The Reader as Accomplice
a review of Nur ein Scherz [Only Joking]
in Der Spiegel
Alphonse is a really relaxed kind of person. Sure, he can do it, he assures the distrustful baron who wants to have his wife shadowed. Alphonse's new client does not need to know that this very lady is already having him investigate in the opposite direction. But no sooner has he started to keep the married couple in the air -- profitably for himself -- than the plan is frustrated in several ways: Italian gangsters want to get hold of Alphonse's stately fees as well as an expensive painting the baron's art-collecting son owns. At this point the couple Natascha and Charlie, both art students, go into action and finally almost everyone is shadowing everyone else, all waiting for the terrible but liberating big bang.

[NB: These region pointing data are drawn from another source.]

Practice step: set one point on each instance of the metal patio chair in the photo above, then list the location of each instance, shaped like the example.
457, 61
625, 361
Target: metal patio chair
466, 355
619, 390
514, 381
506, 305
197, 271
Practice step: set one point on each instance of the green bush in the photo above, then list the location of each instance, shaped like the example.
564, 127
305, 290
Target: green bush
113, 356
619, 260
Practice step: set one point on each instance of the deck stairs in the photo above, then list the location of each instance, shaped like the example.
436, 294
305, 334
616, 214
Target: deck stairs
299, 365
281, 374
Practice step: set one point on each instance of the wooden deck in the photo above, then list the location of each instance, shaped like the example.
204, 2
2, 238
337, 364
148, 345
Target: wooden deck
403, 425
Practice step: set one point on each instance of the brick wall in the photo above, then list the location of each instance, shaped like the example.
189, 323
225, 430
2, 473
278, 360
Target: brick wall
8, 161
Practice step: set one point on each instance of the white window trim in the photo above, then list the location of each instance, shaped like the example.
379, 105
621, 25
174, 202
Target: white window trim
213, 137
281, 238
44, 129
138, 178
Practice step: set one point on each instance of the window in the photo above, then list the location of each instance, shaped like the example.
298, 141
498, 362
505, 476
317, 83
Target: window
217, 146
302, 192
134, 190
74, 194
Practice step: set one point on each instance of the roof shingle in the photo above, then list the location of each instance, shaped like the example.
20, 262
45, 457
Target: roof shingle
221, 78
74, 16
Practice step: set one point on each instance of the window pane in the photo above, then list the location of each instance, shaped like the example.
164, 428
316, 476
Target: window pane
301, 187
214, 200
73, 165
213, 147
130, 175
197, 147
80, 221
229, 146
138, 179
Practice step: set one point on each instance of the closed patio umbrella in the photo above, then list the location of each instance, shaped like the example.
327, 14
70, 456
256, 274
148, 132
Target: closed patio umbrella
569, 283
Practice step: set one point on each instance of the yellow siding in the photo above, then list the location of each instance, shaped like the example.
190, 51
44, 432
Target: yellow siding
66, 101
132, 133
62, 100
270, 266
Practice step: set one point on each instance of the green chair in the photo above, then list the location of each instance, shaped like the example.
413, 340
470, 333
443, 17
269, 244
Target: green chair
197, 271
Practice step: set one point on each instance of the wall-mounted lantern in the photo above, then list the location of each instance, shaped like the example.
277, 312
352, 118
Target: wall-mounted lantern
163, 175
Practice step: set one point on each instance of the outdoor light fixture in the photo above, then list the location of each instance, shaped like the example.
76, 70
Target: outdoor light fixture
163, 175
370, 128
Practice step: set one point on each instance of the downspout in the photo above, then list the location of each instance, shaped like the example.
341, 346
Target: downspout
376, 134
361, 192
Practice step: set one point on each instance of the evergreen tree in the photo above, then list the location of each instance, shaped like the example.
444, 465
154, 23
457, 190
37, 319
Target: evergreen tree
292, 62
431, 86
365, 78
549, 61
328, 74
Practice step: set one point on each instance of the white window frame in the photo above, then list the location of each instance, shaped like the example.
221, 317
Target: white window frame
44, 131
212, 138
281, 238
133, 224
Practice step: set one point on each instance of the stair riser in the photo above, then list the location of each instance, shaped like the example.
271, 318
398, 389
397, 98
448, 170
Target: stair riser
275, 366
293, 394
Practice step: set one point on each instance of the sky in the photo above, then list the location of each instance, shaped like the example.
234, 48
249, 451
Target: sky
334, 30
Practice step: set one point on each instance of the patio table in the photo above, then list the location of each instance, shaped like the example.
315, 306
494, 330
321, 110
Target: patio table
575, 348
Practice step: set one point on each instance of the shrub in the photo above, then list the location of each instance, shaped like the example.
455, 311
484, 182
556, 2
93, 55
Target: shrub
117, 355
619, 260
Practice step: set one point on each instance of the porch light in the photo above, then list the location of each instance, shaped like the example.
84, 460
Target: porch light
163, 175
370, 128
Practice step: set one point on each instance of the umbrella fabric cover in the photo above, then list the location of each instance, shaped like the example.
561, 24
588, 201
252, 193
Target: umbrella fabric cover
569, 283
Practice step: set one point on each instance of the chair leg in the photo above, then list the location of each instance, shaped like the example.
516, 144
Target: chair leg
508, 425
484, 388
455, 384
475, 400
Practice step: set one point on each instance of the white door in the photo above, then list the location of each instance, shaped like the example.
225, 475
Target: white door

Gabriel Josipovici, 65, is a virtuoso at weaving a plot of comic-criminal dealings. The story advances almost exclusively in dialogue so the curious reader will inevitably turn from spectator to accomplice -- at the risk of being duped himself. Just like the Dadaist Walter Serner (1889-1942) once, in his gangster dramolettes, staged battles of dialogue touching off real fireworks within a minimum of space, Josipovici -- a Briton with s Jewish-Levant-Russian background -- touches off a play of intrigue with all against all, producing a maelstrom no one will be able to escape -- and all this transformed into a brilliantly laconic German by his friend Gerd Haffmans. Even the showdown moves on the heights of his great model: in crime fiction the law's revenge normally presides over the action, but here the gangsters' fatal proximity to each other is sufficient to make clear who outmaneuvered whom in the end. In a video art exhibition at the end, when suddenly the scene of evidence flickers over the screen, the reader has also grasped, how very sophisticatedly Josipovici has led him astray -- and then it is this very reader who wishes that a few more German narrators would write such light, marvelously precise, and entertaining prose.